Reputation: 1925
I have ~150 logical variables and want to remove trivial ones (all data values are FALSE). How can I do that with dplyr?
What I'm doing (maybe I don't need that at all, still learning). I have data where each data point is categorized.
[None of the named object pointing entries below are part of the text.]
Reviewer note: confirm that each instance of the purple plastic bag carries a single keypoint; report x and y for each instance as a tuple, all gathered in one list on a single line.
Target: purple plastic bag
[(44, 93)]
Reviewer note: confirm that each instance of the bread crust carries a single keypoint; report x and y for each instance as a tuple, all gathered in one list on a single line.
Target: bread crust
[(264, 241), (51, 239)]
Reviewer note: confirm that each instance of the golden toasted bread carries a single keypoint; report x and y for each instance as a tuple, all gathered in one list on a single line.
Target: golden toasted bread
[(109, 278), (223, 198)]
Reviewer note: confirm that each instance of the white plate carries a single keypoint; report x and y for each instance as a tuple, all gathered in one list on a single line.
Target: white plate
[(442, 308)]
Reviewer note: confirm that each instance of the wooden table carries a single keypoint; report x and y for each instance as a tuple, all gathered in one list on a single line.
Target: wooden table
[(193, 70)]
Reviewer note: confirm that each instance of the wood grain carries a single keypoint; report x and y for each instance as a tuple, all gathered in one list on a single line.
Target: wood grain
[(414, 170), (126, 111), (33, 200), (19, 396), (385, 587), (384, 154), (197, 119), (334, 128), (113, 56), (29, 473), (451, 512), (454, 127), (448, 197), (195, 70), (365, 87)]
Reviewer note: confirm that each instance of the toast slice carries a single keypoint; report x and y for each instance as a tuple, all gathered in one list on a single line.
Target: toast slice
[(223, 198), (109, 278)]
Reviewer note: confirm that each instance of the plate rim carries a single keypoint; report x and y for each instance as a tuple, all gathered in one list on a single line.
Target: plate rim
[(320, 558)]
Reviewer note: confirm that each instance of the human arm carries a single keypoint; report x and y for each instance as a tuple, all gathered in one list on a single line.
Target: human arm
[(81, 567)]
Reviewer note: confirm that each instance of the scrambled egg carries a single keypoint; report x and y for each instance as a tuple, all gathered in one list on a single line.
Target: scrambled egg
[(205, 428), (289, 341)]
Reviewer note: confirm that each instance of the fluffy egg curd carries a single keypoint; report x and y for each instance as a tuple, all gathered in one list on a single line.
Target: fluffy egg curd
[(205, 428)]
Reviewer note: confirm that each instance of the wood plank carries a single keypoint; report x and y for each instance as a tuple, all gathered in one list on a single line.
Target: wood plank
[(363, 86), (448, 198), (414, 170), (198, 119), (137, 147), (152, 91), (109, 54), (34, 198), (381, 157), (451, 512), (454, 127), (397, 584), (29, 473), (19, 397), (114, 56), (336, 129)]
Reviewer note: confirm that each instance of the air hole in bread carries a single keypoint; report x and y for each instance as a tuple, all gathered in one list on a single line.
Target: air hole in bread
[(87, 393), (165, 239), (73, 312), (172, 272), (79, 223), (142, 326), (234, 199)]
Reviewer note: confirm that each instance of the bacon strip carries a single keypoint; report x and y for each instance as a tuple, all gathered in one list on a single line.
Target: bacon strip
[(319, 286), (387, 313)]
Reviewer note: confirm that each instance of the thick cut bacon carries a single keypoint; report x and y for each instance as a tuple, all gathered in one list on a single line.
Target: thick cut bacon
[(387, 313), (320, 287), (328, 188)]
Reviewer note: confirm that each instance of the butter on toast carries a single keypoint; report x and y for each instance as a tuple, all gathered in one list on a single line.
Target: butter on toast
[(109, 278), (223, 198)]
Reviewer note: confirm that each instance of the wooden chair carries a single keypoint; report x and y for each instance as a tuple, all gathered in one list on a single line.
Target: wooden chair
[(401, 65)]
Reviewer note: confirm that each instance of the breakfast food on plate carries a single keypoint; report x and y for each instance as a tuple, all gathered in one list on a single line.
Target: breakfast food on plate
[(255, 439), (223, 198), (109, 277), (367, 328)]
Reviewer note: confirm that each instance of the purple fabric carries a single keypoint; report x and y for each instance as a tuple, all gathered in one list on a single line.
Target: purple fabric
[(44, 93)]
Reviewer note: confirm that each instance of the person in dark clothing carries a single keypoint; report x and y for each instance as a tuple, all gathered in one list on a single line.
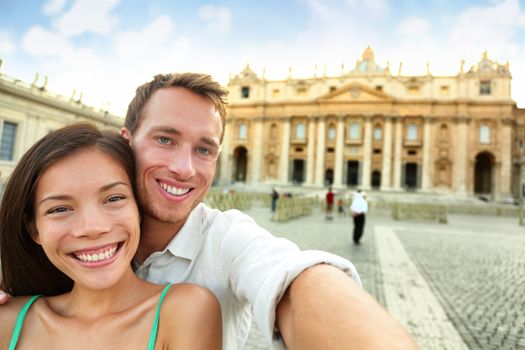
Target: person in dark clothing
[(275, 197), (359, 208)]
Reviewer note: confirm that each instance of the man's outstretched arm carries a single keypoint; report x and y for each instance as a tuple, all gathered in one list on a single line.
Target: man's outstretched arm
[(325, 309)]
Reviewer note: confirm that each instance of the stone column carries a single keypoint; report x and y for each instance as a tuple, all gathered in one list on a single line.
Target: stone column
[(311, 151), (386, 168), (257, 150), (460, 159), (398, 153), (319, 160), (505, 138), (285, 151), (426, 183), (225, 173), (339, 152), (367, 153)]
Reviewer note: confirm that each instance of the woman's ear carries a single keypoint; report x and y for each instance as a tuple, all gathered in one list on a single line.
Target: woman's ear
[(31, 228)]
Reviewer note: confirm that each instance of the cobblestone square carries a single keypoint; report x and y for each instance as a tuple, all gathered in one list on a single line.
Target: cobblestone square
[(454, 286)]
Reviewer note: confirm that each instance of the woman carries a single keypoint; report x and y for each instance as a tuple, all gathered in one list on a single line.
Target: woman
[(69, 228)]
The trick is that the same point may have multiple categories, so it's not a factor:
y | x | domain
------------------
0 | 1 | dogs,animals
1 | 5 | cats,animals
And I'd like to build a prediction model for y
. I converted this structure (outside R) into logical columns:
y | x | d_dogs | d_cats | d_animals
-----------------------------------
0 | 1 | T | F | T
1 | 5 | F | T | T
and am building a regression model on that. (Categories are nested on themselves, but that's another topic).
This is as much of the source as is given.